ECLI:NL:HR:2011:BU4912
Hoge Raad
- Cassatie
- Rechtspraak.nl
Cassatie over cessantia-uitkering in Antillenzaak
In deze zaak heeft de Hoge Raad op 18 november 2011 uitspraak gedaan in een cassatieprocedure betreffende een cessantia-uitkering. De verzoekster, woonachtig te [woonplaats], had beroep in cassatie ingesteld tegen een beschikking van het Gemeenschappelijk Hof van Justitie van de Nederlandse Antillen en Aruba. De zaak had zijn oorsprong in een geschil dat was ontstaan in de feitelijke instanties, waarbij de beschikking van het gerecht in eerste aanleg van de Nederlandse Antillen op 10 juni 2009 en de beschikking van het hof op 18 december 2009 relevant waren. De Hoge Raad verwijst naar deze eerdere beschikkingen voor het verloop van het geding.
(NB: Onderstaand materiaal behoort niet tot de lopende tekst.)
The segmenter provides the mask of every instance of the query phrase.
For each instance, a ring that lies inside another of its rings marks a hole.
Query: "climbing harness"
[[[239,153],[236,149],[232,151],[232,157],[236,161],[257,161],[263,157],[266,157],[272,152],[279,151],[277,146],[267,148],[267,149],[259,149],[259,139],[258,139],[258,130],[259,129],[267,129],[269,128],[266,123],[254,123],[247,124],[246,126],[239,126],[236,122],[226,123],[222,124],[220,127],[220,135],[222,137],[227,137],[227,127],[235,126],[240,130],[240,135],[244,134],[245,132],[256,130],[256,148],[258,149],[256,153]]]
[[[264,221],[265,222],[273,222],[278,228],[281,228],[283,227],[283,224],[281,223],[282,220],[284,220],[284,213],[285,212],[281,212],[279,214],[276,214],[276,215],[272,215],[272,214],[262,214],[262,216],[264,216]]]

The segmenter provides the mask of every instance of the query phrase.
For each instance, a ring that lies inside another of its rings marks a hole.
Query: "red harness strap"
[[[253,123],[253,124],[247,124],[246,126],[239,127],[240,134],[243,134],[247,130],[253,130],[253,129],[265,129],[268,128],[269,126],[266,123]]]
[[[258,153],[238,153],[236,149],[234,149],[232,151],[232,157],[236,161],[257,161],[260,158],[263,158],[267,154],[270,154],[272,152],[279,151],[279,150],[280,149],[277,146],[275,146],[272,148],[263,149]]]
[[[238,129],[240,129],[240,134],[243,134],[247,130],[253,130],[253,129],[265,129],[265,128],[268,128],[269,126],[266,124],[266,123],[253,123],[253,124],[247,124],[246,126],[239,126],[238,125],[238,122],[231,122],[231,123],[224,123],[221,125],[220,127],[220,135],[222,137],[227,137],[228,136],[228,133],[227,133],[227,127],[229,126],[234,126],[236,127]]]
De advocaat van de verzoekster, mr. P. Garretsen, heeft het cassatierekest ingediend, terwijl de verweerder in cassatie, ANALYTISCH DIAGNOSTISCH CENTRUM N.V. (ADC), werd vertegenwoordigd door de advocaten mr. N.T. Dempsey en mr. A.M. van Aerde. De Advocaat-Generaal L. Timmerman heeft geconcludeerd tot verwerping van het beroep, met toepassing van artikel 81 van de Wet op de rechterlijke organisatie (RO).
De Hoge Raad heeft het beroep van de verzoekster verworpen en haar veroordeeld in de kosten van het geding in cassatie, die zijn begroot op € 384,34 aan verschotten en € 2.200,-- voor salaris. De raadsheren hebben in hun beoordeling vastgesteld dat de klachten in de middelen niet tot cassatie konden leiden en dat nadere motivering niet nodig was, aangezien de klachten niet nopen tot beantwoording van rechtsvragen in het belang van de rechtseenheid of de rechtsontwikkeling.